Sarai Alamgir covers 575 sqkm on the eastern bank of the Jhelum River, across from the larger town of Jhelum. East of the town is the Upper Jhelum Canal. Sarai Alamgir was raised to the level of Municipal Committee in 1976. After the implementation of Punjab Local Government Ordinance 2001, it was given the status of Tehsil Municipal Administration (TMA).

== Geography and climate ==
Sarai is located at (32.900000, 73.750000); it lies at 232 m above sea level. The municipality has a moderate climate. During the summer, temperatures can reach 45 °C for short periods. Winter months are mild, temperatures rarely falling below 1 °C. Sarai Alamgir is located south of Jhelum City, which lies across the Jhelum River. To the north of Sarai, cities are Mirpure and Bhimber. Mandi Bahauddin and Rasul are located to the south of Sarai Alamgir.

== History ==
In ancient history, the region participated in the Indus Valley civilization and the Gandhara civilization. At a later date, the Battle of the Hydaspes took place nearby, between the armies of Alexander the Great and the Great King Porus. In the past, influential people of the region would build a Sarai, which would be caravan stations and rest houses for travelers. A typical Sarai would consist of a drinking well, a praying area and a resting place for people.

The 'Sarai' (rest area) at Sarai Alamgir was founded by the Mughal emperor Aurangzeb because of its strategic location on the Grand Trunk Road and the Jhelum River, and its proximity to Kashmir. Over time, Sarai Alamgir developed into a central town for adjoining village populations.

Sarai Alamgir gained prominence when the King George V Royal Indian Military School was established on 3 March 1922; it was one of four such cadet schools in British India to benefit the sons of members of the Royal Indian Army. The college is now known as the Military College Jhelum and is one of the oldest institutions in Pakistan.

== Demographics ==
The population of city in 1972 was 2,609 but according to the 2023 Census of Pakistan, the population has risen to 73,967.

| Census | Population |
|---|---|
| 1972 | 2,609 |
| 1981 | 23,664 |
| 1998 | 37,166 |
| 2017 | 54,864 |
| 2023 | 73,967 |

=== Language ===

In the 2023 census, 80.40% of the population spoke Punjabi, 14.70% spoke Urdu, 3.62% spoke Pashto and 1.28% of the population spoke other languages (mostly Sindhi and Saraiki).

== Administration ==
The Tehsil Municipal Administration is a corporate body and consists of the Tehsil Nazim, Tehsil Municipal Officer, four Tehsil Officers and other officials of the Local Council Service, and officials of the offices entrusted to the Tehsil Municipal Administration. A Tehsil Nazim is the head of Tehsil Municipal Administration and exercises all functions and powers assigned to him under the Ordinance. The Tehsil Municipal Officer acts as coordinating and administrative officer, in charge of the Tehsil Officers.

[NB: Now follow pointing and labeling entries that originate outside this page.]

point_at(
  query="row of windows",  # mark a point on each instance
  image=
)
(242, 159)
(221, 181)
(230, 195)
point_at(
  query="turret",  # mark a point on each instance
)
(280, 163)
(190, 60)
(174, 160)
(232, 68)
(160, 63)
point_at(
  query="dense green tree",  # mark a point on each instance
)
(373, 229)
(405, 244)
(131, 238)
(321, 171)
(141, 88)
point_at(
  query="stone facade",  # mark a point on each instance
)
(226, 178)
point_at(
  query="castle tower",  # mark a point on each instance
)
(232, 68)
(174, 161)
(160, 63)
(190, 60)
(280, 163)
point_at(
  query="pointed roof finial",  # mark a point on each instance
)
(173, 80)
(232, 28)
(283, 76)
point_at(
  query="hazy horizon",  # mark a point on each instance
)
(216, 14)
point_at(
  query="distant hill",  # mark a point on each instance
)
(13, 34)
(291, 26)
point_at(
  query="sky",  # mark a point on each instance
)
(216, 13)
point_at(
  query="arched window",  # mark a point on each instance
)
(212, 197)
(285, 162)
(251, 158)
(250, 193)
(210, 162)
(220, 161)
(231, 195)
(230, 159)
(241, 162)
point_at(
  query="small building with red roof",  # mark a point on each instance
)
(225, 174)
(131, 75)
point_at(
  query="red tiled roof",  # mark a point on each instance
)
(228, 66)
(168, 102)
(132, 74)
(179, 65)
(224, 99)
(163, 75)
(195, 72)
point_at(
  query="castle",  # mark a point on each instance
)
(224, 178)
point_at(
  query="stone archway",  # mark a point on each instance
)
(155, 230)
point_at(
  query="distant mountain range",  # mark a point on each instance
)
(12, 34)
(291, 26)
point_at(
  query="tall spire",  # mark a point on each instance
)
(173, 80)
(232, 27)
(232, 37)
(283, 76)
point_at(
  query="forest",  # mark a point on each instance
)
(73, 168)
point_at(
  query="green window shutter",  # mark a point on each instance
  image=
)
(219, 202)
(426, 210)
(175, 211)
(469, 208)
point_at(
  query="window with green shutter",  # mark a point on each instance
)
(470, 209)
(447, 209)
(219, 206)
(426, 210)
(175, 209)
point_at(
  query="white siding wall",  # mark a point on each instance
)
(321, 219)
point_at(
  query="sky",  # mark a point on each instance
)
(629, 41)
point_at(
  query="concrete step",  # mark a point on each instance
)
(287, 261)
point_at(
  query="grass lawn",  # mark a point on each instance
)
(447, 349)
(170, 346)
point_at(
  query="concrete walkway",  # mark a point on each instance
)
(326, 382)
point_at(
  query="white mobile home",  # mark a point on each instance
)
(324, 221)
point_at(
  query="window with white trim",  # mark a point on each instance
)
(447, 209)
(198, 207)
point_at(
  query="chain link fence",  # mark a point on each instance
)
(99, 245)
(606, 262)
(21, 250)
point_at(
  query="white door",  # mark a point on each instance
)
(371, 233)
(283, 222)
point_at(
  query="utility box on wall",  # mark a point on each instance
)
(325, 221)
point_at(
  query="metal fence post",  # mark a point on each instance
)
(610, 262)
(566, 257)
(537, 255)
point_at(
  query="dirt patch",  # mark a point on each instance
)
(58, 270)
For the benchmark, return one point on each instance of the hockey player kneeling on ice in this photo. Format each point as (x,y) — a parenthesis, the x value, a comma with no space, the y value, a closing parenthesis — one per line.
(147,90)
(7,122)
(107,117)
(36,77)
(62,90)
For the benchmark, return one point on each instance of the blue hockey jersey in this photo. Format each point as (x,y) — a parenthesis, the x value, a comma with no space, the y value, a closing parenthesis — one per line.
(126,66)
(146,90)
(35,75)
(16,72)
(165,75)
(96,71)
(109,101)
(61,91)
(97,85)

== Surrounding important places ==
Sarai Alamgir is a historic crossroads between the ancient Grand Trunk Road and the Jhelum River. Nearby are the sites of the Battle of the Hydaspes, the historic and ancient Alexandrian city of Bukephala (or Bucephala) and the huge Rohtas Fort.

== Boundaries ==
Sarai Alamgir city has these cities in its surrounding areas:

=== West ===
Jhelum

=== East ===
Kharian

=== North ===
Mirpur, Azad Kashmir

=== South ===
Mandi Bahauddin

== Communications ==
The nearest international airports are at Islamabad and Sialkot, about 127 km and 90 km away, respectively. There are other transport links to the town, including a railway station, the Grand Trunk Road, the Jhelum River and the Upper Jhelum Canal. Sarai Alamgir is located on GT Road (N5) and Pakistan's main railway line. A highway connects it with Mandi Bahauddin, while the other one goes to Mirpur, Azad Kashmir. A Motorway interchange is also in the pipeline which will be completed by 2023.

== Villages ==
- Balobanaian is a largest village of Sarai Alamgir. It is almost 22 km from the town.
- ChakJani is Highly valued village of Sarai Alamgir.